Which cast am I using?

Question

I'm trying to cast away const from an object but it doesn't work. But if I use old C-way of casting code compiles. So which casting I'm suppose to use to achieve this same effect? I wouldn't like to cast the old way.

//file IntSet.h

#include "stdafx.h"
#pragma once
/*Class representing set of integers*/
template<class T>
class IntSet
{
private:
    T** myData_;
    std::size_t mySize_;
    std::size_t myIndex_;
public:
#pragma region ctor/dtor
    explicit IntSet();
    virtual ~IntSet();
#pragma endregion
#pragma region publicInterface
    IntSet makeUnion(const IntSet&)const;
    IntSet makeIntersection(const IntSet&)const;
    IntSet makeSymmetricDifference(const IntSet&)const;
    void insert(const T&);

#pragma endregion
};

//file IntSet_impl.h

#include "StdAfx.h"
#include "IntSet.h"

#pragma region ctor/dtor
template<class T>
IntSet<T>::IntSet():myData_(nullptr),
                    mySize_(0),
                    myIndex_(0)
{
}

IntSet<T>::~IntSet()
{
}
#pragma endregion

#pragma region publicInterface
template<class T>
void IntSet<T>::insert(const T& obj)
{
    /*Check if we are initialized*/
    if (mySize_ == 0)
    {
        mySize_ = 1;
        myData_ = new T*[mySize_];
    }
    /*Check if we have place to insert obj in.*/
    if (myIndex_ < mySize_)
    {//IS IT SAFE TO INCREMENT myIndex while assigning?
        myData_[myIndex_++] = &T(obj);//IF I DO IT THE OLD WAY IT WORKS
        return;
    }

    /*We didn't have enough place...*/
    T** tmp = new T*[mySize_];//for copying old to temporary basket
    std::copy(&myData_[0],&myData_[mySize_],&tmp[0]);

}
#pragma endregion

Thanks.

Answer 1

There's a dedicated C++ casting operator for dealing with const: const_cast:

myData_[myIndex_++] = &const_cast<T>(obj);

Answer 2

Are you sure you want to do this? Why are you storing a pointer to integers passed in instead of the integer itself?
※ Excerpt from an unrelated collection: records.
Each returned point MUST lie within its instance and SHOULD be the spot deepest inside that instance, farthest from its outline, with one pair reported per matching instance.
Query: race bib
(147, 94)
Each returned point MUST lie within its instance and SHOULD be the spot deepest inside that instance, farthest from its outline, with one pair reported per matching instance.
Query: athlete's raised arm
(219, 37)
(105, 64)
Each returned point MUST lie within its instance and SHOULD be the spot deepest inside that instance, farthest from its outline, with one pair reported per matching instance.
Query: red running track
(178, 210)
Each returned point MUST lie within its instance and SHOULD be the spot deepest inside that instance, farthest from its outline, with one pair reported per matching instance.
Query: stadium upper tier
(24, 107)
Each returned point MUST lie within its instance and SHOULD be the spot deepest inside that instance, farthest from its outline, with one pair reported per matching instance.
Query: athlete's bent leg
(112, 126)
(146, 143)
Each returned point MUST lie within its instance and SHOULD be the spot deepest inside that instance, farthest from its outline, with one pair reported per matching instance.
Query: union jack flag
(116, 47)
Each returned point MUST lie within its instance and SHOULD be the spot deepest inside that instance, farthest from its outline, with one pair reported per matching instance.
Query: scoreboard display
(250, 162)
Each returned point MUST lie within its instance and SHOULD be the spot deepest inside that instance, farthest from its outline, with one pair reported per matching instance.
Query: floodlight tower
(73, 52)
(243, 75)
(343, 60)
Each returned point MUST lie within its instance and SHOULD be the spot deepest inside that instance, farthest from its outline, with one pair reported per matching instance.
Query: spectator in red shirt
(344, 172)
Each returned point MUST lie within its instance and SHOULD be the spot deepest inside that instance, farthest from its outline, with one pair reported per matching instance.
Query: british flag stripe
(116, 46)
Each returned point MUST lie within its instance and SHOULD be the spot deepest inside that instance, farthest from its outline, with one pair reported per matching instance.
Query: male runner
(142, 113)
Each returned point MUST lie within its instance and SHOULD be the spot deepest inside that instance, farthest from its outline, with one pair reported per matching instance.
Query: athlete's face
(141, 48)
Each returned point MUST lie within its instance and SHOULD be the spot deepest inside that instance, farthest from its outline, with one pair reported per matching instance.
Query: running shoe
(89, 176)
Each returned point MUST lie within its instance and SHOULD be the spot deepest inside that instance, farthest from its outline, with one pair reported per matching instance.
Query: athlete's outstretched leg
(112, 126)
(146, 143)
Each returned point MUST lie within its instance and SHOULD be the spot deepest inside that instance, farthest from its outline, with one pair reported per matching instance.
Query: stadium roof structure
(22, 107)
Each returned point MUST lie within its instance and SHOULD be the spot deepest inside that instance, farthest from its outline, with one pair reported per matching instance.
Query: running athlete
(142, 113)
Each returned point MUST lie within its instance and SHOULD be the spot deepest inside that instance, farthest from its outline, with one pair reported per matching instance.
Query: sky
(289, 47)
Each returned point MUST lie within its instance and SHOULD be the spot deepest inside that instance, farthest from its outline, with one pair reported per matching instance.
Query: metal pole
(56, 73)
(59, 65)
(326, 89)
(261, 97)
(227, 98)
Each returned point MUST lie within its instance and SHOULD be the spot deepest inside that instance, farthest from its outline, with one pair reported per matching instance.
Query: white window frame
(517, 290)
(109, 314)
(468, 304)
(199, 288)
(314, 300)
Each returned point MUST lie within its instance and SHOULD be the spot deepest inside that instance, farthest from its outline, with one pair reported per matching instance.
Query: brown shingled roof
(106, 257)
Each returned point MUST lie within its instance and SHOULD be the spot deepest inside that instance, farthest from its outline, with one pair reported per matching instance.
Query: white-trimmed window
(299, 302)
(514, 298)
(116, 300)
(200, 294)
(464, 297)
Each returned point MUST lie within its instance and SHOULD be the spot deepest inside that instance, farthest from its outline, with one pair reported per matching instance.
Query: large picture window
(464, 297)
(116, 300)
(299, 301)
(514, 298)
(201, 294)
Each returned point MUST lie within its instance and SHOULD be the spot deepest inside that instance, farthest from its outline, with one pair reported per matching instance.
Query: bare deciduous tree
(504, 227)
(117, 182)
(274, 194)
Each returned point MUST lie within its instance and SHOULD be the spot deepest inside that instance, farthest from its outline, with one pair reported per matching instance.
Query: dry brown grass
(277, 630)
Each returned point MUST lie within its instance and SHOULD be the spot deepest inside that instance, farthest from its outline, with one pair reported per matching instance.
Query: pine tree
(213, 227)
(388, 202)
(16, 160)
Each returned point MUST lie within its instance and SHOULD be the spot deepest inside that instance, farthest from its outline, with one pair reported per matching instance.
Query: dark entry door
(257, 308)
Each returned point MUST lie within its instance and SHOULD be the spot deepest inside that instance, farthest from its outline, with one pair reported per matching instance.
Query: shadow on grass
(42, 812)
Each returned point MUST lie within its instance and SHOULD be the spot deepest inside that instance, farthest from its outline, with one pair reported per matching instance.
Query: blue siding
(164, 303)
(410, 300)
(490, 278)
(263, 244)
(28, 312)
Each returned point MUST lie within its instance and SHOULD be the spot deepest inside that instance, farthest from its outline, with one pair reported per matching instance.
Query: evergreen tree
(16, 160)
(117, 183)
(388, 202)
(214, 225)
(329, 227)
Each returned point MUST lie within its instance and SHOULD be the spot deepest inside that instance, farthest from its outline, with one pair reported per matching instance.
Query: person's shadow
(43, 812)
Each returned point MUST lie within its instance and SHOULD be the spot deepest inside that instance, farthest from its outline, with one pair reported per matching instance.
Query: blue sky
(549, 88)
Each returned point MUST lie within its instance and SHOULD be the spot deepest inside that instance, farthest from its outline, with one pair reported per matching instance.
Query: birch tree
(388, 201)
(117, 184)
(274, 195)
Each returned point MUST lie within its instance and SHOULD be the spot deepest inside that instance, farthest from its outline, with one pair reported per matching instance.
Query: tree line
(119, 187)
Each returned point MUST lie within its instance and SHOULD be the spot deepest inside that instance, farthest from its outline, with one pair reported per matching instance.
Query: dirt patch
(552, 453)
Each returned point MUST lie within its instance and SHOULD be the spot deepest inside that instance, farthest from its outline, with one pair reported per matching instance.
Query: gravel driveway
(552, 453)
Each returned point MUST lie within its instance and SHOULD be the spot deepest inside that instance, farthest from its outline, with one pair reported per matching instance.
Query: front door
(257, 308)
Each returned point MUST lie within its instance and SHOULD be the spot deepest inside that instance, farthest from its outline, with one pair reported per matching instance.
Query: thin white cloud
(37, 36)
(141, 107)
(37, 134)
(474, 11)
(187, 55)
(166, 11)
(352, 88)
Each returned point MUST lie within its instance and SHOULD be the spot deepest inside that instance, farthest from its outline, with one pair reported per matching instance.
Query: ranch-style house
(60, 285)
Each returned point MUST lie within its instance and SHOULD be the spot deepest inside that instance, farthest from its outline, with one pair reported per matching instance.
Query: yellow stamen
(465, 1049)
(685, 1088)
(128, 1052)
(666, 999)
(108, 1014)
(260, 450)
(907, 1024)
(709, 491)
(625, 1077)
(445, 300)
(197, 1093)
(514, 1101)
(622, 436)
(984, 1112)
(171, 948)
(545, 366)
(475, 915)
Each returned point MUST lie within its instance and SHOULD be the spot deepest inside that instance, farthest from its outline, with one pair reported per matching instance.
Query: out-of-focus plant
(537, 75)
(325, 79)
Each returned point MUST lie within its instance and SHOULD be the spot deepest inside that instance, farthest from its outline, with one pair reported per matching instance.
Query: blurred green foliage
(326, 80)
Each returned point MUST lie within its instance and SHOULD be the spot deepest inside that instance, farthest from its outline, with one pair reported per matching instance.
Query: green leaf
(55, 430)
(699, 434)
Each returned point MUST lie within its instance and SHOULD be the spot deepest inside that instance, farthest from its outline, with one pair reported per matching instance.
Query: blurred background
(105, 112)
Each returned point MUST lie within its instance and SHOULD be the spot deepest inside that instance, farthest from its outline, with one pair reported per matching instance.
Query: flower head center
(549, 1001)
You have a strong possibility of storing a pointer to a temporary; const T& obj can be created as a temporary from a type that is convertable to T. For example, if you had the following:

IntSet<int> int_set;
int_set.insert(1);
short foo= 2;
int_set.insert(foo);

Both calls to IntSet<T>::insert will result in storing a pointer to a temporary value, which is almost always a bug.

Answer 3

I assume that this is what you're referring to:

    myData_[myIndex_++] = &T(obj);//IF I DO IT THE OLD WAY IT WORKS

This is not a cast expression. T(obj) constructs a temporary object and & takes the address of it, which is illegal. You can't store a pointer to a temporary because it vanishes when execution gets to the next ;.

The issue here is not casting but rather how your structure fundamentally stores data. Do you want to make a modifiable copy, owned by the structure? Or do you want to refer to external data which is managed by something else?

If you want the structure to actually contain the data it returns, you could do something like

    myData_[myIndex_++] = new T(obj);

(But remember to delete later.) If you want to reference external data, and yet be able to modify it, you want

void IntSet<T>::insert(T& obj) // remove const

If you want to have non-modifiable references to external data, then

T const ** myData_;

will remove the need to remove const-ness. (But note that this would allow things like insert(3) to crash the program.)

However

You would be much better off just using C++'s built-in tools. Instead of implementing IntSet with MakeUnion, makeIntersection, and makeSymmetricDifference, use a sorted std::vector<int> and/or std::set<int> with std::set_union, std::set_intersection, and std::set_symmetric_difference.

Answer 4

The problem isn't the cast. If you really intend to store a constant object, then declare your array accordingly, e.g.:

T const ** myData_;

If that's not possible because you actually need to modify the data later, you should then make copy of the argument or reexamine your interface since right now it says you won't be modifying the argument.